Lessons - The Tailor under the Tree


We went to the tailor under the pongamia tree, to give the salwar kurta for stitching. For my daughter. For Sankranthi.
Two years ago. He used to be loaded with orders, and approaching him for help two weeks before a function was pointless. He would simply not be able to accept the work.
He was then in a small shop opposite the pongamia tree. On the other side of the road. Very busy. Always on his machine. With the inch tape hung around his neck.
Then Real Estate happenned. The owner of the bunch of small shops sold it to a builder. Who built many huge fancy apartments .
The tailor was on the streets.
In his mid forties maybe.

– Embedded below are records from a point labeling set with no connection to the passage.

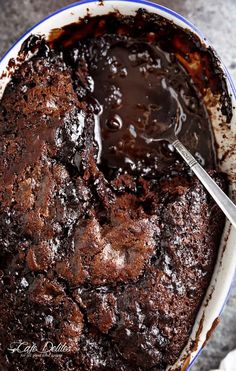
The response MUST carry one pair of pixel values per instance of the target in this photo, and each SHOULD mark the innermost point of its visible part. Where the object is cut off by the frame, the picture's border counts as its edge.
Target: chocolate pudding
(107, 242)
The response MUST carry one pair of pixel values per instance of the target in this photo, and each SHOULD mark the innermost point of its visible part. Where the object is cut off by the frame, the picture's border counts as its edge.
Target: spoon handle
(223, 201)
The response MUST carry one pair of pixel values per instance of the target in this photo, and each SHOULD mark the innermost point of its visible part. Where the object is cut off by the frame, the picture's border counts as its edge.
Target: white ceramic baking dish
(219, 288)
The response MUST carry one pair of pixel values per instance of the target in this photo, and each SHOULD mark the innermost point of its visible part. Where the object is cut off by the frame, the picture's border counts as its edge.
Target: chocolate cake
(107, 242)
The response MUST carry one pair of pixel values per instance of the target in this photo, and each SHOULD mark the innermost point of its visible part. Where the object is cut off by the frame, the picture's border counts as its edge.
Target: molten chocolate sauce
(140, 77)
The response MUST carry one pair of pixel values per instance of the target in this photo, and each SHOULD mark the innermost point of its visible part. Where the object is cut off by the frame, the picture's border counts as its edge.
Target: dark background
(217, 19)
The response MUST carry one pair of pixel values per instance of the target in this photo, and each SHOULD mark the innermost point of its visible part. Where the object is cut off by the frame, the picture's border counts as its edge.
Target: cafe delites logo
(48, 349)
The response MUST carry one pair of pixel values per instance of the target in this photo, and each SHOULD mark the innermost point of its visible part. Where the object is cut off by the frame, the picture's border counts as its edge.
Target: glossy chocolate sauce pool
(142, 74)
(108, 244)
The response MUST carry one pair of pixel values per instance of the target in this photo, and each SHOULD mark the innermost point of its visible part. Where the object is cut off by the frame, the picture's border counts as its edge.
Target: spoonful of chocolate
(222, 200)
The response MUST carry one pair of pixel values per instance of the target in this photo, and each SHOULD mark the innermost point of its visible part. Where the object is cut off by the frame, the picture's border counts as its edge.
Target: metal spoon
(222, 200)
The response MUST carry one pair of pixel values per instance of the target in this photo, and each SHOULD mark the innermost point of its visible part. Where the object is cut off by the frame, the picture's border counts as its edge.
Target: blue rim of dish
(175, 15)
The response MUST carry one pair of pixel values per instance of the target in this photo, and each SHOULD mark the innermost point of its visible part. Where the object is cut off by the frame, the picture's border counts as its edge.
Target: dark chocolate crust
(114, 264)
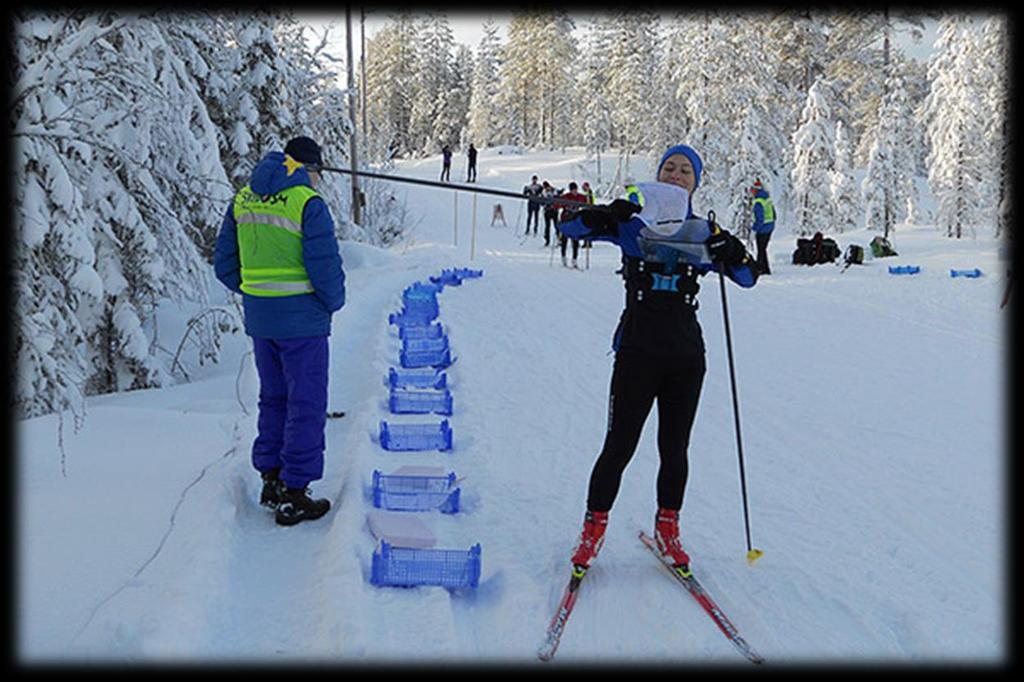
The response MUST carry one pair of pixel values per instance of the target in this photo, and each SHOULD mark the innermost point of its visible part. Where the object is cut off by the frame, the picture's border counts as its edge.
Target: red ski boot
(667, 537)
(592, 538)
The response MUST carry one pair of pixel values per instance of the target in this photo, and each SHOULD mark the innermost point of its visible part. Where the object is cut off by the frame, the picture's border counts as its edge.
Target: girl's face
(679, 171)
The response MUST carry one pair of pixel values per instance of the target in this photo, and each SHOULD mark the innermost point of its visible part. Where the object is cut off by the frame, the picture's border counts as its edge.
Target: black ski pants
(762, 242)
(637, 381)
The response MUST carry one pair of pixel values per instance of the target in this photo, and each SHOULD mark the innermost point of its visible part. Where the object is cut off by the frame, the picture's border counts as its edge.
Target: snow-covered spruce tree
(432, 82)
(843, 187)
(390, 59)
(631, 67)
(110, 129)
(517, 76)
(701, 73)
(557, 55)
(483, 121)
(813, 150)
(954, 117)
(889, 182)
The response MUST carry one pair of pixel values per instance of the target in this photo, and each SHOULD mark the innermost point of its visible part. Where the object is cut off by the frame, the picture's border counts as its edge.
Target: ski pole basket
(407, 437)
(417, 378)
(407, 566)
(404, 401)
(409, 493)
(421, 358)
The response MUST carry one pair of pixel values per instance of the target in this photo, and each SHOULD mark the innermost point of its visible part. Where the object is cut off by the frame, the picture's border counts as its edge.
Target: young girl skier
(659, 350)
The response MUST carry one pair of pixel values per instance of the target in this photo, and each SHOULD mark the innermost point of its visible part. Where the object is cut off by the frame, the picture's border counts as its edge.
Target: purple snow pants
(292, 408)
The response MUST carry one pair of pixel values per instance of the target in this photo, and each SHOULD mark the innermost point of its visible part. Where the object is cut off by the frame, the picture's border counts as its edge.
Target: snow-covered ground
(873, 417)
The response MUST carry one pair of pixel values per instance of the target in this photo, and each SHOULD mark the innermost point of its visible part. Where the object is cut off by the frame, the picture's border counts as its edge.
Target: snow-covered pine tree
(390, 59)
(813, 150)
(892, 161)
(631, 67)
(594, 111)
(432, 83)
(843, 187)
(483, 112)
(954, 116)
(993, 64)
(111, 130)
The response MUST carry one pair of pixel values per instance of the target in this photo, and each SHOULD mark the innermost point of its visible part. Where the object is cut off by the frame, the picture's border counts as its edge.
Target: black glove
(725, 248)
(604, 218)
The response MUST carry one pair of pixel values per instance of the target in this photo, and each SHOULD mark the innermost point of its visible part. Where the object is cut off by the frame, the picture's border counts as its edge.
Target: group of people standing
(446, 163)
(543, 194)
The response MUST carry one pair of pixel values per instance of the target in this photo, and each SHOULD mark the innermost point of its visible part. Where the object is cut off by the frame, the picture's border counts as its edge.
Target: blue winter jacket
(288, 316)
(626, 240)
(760, 226)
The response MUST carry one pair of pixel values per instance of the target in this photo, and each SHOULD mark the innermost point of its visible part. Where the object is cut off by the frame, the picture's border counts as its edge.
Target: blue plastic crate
(418, 378)
(425, 345)
(448, 278)
(404, 437)
(407, 566)
(417, 358)
(412, 317)
(406, 401)
(402, 493)
(430, 331)
(465, 272)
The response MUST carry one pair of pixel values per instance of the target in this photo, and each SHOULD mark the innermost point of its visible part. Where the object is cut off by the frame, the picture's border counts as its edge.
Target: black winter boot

With children to raise maybe. He could not give up or allow feeling dejected. He just moved his sewing machine under the tree. And kept on.
The customers must have fallen. The old ones who knew him would come to him, recognizing him. Newer people do not wish to engage with a tailor unders atree. Doubting his abilities, maybe. Not considering him quite respectable maybe. Wanting to engage with better off tailors maybe.
And as the wave of western clothes and ready mades takes on, the work for tailors has also been decreasing.
Poverty compunds poverty. As riches compound riches.
Meantime the fancy apartment for which he was moved out, large and shining with metal and glass, stay unoccupied. Maybe the builder could not find buyers in the slump. Maybe there were other legal issues.
The tailor however sits under his tree, stitching. Without a complaint. With a smile to those who wish him as they pass by.
I also see him when I pass, something within me shrinks. At the enormity of our collective crimes.


...
Went to a tailor under a tree to get some work done. My daughter pointed out, "He was the same tailor who used to sit in that shop opposite which is knocked down. Now he sits under the tree." We stayed silent.
Some small shops were knocked down to make way for some fancy four bedroomed apartment complex. Those old tenents of those shops were evicted. And their livlihoods shattered.
This tailor however continues under a tree. His cliente is here. On rainy days he probaly does not stitch.
I see myself, and my lifestyle, and wonder how many simple lives this one life could accomodate. I can only stay silent facing the collective complicity whereby the tailor needs to move to under the tree, giving way to greater buying powers.